A calm, heavy silence. Then:

"I cannot teach you."

Kael stiffened. "…Why not?"

Azreath's voice dropped into something deeper, like embers awakening beneath stone.

"Because everything I know…

 all my cultivation methods…

 all my flame arts…

 all my soul-forging techniques…

 are sealed."

Kael's heartbeat stuttered.

"Sealed… where?"

Azreath answered without hesitation:

"In my Knowledge Codex."

A name that felt like it had weight older than the mountains.

Kael whispered, "Then how do I unlock it?"

Azreath's presence thickened.

The silence scraped something raw inside Kael.

 

He snapped.

 

He threw his hands up and barked out a frustrated, broken laugh.

 

"Ah—of course! How could I forget?" he hissed.

 "You're sealed. Everything useful about you is sealed. All your knowledge, all your techniques, all your wisdom—locked inside some ancient thing I can't touch!"

Azreath shifted, but Kael wasn't done.

"You don't know anything right now! You can't guide me, can't teach me! You're just—just a loud voice with a big attitude!"

Azreath's tone dipped low. "…Mind your tongue, brat"

"No!" Kael shouted.

 "I am done being polite!

 Why—WHY is everything around me always locked?!

 Weapons out of bound.

My flame doesn't obey me.

 And now YOU—your entire brain—locked inside a Codex!"

His voice cracked.

He paced, breaths coming in sharp bursts.
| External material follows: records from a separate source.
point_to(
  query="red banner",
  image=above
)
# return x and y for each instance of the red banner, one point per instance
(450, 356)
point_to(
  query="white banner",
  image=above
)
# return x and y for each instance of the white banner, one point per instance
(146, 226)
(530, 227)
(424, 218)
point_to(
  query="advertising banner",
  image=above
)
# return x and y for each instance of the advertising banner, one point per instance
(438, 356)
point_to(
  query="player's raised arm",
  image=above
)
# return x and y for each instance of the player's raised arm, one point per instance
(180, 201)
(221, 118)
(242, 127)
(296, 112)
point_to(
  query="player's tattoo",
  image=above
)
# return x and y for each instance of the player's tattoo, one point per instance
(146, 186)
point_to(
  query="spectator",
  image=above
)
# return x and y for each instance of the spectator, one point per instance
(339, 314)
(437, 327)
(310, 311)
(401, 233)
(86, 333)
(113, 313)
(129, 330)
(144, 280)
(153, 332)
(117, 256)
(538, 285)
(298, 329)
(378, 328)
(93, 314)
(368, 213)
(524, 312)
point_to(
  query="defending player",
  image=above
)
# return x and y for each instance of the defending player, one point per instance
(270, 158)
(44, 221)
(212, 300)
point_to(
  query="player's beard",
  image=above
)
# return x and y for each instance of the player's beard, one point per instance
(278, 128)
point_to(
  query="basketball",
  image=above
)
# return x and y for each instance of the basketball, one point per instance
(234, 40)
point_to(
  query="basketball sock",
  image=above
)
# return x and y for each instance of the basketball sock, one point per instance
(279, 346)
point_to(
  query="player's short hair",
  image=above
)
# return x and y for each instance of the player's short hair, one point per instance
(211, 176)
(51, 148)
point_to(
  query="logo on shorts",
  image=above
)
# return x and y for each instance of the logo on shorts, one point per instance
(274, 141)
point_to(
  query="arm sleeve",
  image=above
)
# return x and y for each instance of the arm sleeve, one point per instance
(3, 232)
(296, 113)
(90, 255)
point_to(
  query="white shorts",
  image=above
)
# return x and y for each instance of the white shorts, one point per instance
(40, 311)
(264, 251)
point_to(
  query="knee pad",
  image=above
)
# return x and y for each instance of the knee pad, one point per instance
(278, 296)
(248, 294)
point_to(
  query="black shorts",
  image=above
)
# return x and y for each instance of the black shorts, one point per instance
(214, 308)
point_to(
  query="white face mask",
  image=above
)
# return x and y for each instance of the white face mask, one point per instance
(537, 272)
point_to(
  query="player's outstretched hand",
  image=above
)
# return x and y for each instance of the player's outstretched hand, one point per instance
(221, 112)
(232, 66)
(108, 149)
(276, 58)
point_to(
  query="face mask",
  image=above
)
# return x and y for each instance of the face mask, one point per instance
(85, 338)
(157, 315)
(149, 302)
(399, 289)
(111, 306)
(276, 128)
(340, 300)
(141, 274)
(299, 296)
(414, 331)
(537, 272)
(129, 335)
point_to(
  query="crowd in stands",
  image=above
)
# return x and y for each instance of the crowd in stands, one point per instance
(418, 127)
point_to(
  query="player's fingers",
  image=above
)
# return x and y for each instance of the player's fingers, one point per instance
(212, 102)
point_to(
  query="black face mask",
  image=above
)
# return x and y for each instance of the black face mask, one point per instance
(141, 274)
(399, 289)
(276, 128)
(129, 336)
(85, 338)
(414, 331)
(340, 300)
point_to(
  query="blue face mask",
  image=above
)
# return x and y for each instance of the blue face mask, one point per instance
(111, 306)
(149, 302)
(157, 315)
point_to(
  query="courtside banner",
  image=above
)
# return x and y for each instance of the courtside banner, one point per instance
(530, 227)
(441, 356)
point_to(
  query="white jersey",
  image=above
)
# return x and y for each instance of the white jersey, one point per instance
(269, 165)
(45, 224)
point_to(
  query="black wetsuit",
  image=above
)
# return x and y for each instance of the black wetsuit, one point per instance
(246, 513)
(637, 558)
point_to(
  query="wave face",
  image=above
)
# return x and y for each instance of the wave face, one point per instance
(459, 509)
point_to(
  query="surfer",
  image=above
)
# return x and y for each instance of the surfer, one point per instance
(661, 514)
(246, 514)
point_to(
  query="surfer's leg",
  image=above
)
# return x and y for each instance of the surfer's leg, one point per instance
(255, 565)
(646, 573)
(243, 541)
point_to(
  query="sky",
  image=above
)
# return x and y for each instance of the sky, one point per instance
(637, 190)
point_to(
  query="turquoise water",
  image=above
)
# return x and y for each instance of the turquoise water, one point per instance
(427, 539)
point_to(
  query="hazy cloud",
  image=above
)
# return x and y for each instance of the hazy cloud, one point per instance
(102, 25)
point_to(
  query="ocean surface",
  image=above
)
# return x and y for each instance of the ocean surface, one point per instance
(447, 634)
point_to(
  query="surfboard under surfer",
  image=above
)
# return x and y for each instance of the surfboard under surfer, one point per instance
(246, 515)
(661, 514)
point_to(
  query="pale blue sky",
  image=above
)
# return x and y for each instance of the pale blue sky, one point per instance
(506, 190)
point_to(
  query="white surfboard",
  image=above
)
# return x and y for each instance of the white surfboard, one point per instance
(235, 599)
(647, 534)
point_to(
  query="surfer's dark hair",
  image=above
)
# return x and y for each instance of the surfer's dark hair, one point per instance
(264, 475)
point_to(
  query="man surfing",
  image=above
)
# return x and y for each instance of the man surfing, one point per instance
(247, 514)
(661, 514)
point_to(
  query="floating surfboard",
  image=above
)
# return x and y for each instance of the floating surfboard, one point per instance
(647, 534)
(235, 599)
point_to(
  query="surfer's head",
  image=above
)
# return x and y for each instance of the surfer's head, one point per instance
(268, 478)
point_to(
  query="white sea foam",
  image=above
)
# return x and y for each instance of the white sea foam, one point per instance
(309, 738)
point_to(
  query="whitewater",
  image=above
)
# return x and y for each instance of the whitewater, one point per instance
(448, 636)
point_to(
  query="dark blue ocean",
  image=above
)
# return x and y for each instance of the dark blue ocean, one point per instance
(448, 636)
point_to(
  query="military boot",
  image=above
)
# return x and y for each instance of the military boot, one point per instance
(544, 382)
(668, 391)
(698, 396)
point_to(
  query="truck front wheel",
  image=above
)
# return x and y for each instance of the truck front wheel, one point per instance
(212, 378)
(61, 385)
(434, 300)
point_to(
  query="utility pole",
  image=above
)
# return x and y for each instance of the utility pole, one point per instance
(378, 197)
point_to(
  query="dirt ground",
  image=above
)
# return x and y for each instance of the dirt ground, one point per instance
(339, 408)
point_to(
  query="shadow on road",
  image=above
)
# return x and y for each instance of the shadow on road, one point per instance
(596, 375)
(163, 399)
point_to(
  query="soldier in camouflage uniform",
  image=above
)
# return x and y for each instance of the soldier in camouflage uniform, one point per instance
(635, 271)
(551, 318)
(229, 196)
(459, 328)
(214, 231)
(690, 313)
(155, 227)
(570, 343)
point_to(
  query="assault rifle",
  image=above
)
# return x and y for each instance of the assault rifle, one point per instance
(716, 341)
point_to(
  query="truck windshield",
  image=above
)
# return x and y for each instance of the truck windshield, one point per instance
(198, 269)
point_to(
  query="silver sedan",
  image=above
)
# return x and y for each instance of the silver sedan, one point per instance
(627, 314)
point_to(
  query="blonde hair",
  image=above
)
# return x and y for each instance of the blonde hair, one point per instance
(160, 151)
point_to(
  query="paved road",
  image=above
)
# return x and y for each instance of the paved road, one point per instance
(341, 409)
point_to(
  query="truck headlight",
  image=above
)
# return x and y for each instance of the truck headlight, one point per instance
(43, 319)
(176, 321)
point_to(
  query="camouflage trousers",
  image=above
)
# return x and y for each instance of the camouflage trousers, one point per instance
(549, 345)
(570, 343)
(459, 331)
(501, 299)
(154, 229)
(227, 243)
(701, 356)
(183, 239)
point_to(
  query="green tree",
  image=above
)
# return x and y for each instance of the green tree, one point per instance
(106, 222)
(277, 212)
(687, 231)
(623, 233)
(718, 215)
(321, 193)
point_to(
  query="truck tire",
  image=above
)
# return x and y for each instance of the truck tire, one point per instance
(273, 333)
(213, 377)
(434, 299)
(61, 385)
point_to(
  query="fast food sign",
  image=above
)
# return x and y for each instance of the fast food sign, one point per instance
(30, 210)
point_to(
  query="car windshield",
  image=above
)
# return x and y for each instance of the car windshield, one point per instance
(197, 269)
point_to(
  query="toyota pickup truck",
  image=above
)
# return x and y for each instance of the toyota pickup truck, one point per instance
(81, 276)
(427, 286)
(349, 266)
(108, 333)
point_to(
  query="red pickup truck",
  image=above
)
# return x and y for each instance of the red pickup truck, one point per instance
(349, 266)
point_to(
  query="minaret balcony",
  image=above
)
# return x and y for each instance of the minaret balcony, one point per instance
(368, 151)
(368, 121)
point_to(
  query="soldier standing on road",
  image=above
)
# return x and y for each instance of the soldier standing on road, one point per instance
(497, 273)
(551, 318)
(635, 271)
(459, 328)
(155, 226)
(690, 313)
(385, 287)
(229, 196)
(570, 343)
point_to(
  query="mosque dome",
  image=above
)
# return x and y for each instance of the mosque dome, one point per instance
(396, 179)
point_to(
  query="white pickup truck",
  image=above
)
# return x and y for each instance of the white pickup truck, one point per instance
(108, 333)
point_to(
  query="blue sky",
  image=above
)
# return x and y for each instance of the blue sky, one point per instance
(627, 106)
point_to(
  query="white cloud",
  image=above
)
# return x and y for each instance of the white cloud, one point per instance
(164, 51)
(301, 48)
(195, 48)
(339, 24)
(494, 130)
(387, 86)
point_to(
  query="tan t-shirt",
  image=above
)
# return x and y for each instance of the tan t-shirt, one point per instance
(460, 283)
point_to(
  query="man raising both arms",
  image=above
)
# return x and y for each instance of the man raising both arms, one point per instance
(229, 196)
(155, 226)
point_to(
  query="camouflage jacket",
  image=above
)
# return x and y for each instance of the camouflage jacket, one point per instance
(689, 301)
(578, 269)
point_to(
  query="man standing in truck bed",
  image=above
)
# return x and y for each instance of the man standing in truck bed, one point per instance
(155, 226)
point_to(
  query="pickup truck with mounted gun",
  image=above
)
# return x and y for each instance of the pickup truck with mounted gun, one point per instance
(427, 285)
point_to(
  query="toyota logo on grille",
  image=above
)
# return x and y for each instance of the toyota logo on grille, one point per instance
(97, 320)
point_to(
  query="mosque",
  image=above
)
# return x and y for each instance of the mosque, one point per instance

"And WHY," he stabbed a finger into the air at nothing,

 "if you HAD to seal your consciousness—why did you make it LOCKED?!

 Wouldn't it be simpler if you kept it OUTSIDE that giant stupid head of yours?"

His anger broke into exhaustion.

Kael slumped, whispering:

"…Why leave me with nothing? Why make every choice impossible?"

The forest wind rustled the leaves.

Azreath finally spoke—slow, deliberate, ancient, unyielding.

"Whether it was wise or foolish is not something you will hear today."

Kael blinked, confused.

Azreath continued:

"The seal has nothing to do with you.

 It is tied to my past—and I will not share those reasons." 

Kael exhaled shakily.

 There was something in the dragon's voice—something old, wounded, dangerous. He trembled instinctively.

"What you must understand is this:

 the Codex is not a box of techniques.

 It is a trial for worth—for Legacy ."

Kael's eyes narrowed.

 "A trial?"

"A layered one."

A faint rumble followed.

"Each layer only opens after you overcome a specific challenge." 

Kael swallowed.

"So unlocking it isn't a single test…"

"No.

 Every layer demands a price.

 Every page holds a trial.

 And each trial grows harder—because each layer contains deeper knowledge."

Kael stared at the ground.

"And what's the first trial?"

Azreath's answer came like stone breaking:

"Kill ten beasts… each at least two realms above you."